As state parliament resumed after a two-month break, Opposition leader Rebecca White said the system for deciding who was an essential traveller appeared too lax.
“Fitting out pizza shops or a supermarket or fixing holes in a roof does not sound like jobs a Tasmanian can’t do,” she said.
“It’s not the state controller’s administration that’s the problem, it’s the design of the scheme itself
Mr Gutwein said the Opposition was well aware of how the system worked.
“I have full confidence in the team that is doing this work and also in the State Controller,” he said.
“There are difficult decisions, if anyone thinks it is an easy job the state controller has, they should think again.”
Mr Gutwein said the best evidence in support of the government’s management of the state’s borders was the low number of cases in recent times.

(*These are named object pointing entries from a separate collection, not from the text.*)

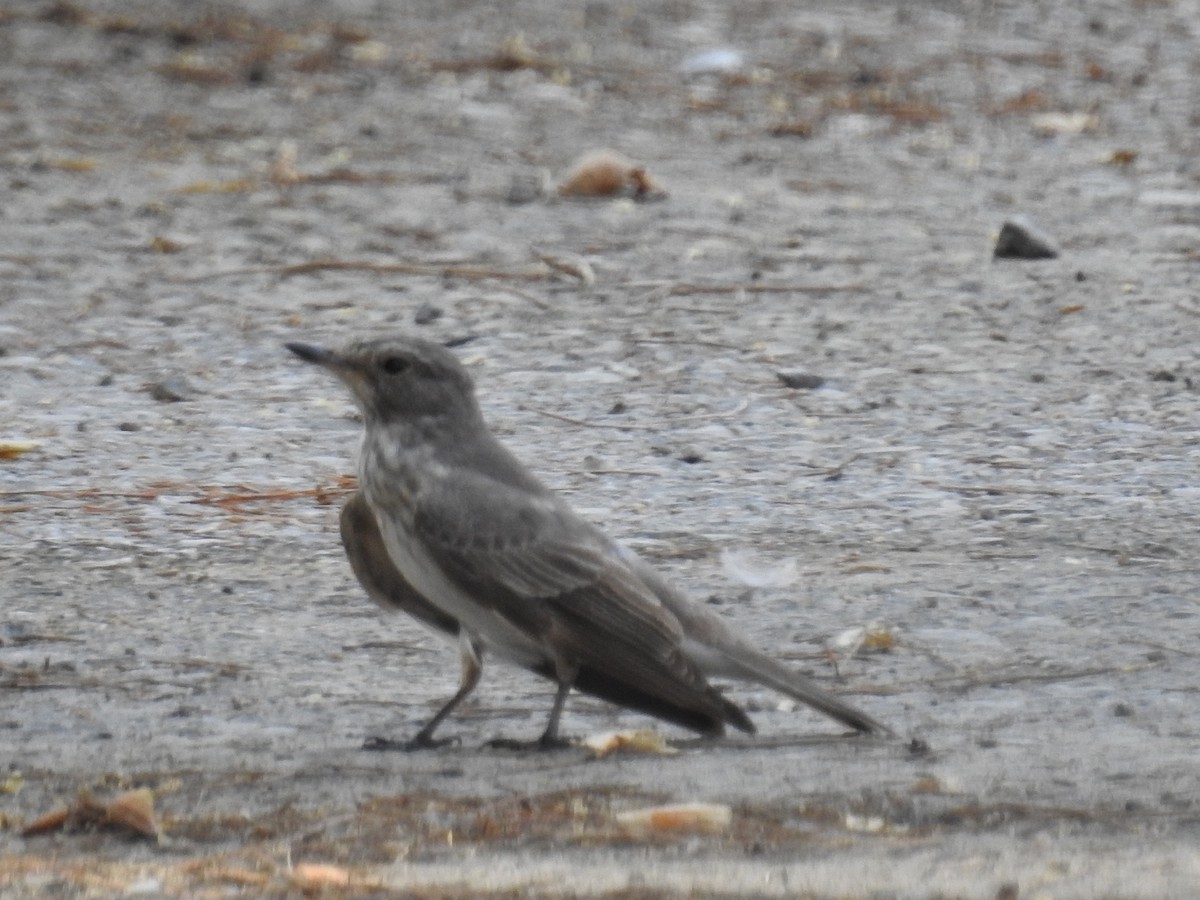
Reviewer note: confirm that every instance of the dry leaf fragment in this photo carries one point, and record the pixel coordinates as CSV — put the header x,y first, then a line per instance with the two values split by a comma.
x,y
133,810
283,173
238,185
315,876
72,165
606,173
1051,124
643,741
574,265
682,817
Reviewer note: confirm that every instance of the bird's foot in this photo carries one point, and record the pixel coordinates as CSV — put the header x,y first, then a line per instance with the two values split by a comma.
x,y
421,742
540,744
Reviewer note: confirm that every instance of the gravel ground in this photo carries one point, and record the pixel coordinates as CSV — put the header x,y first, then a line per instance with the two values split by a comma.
x,y
996,480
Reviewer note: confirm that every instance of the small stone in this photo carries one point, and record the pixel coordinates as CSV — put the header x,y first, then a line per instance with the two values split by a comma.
x,y
173,389
526,187
426,313
801,381
1020,239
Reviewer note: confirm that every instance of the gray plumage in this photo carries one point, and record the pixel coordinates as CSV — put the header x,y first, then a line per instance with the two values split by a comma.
x,y
451,528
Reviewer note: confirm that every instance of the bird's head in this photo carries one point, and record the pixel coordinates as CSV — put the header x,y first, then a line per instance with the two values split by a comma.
x,y
401,379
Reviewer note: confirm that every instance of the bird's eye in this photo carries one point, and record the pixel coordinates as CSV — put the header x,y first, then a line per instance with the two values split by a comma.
x,y
395,365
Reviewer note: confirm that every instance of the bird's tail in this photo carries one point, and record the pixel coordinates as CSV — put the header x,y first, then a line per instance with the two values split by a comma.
x,y
753,666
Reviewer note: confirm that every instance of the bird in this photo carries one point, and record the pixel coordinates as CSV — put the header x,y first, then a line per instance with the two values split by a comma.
x,y
449,527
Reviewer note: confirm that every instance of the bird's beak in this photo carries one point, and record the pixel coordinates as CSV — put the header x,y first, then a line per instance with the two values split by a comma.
x,y
309,353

“We are not Victoria, we are not New South Wales, we are not Queensland, we are not South Australia, we are not New Zealand. They system we have put in place has stood us in good stead.”
Greens leader Cassy O’Connor said it was hard to understand how a hospitality executive was given an exemption to travel when people were being knocked back for travel to family funerals.
Mr Gutwein said the rules had been put in place on public health advice and that weddings and funerals were particularly conducive to transmission of the virus.
“Unlike the Crowne Plaza launch?” Ms O’Connor retorted.
Mr Gutwein accused the opposition parties of trying to make “easy political points”.
The Premier said he would make a statement to parliament on the quarantine arrangements and other COVID-related matters later in the day.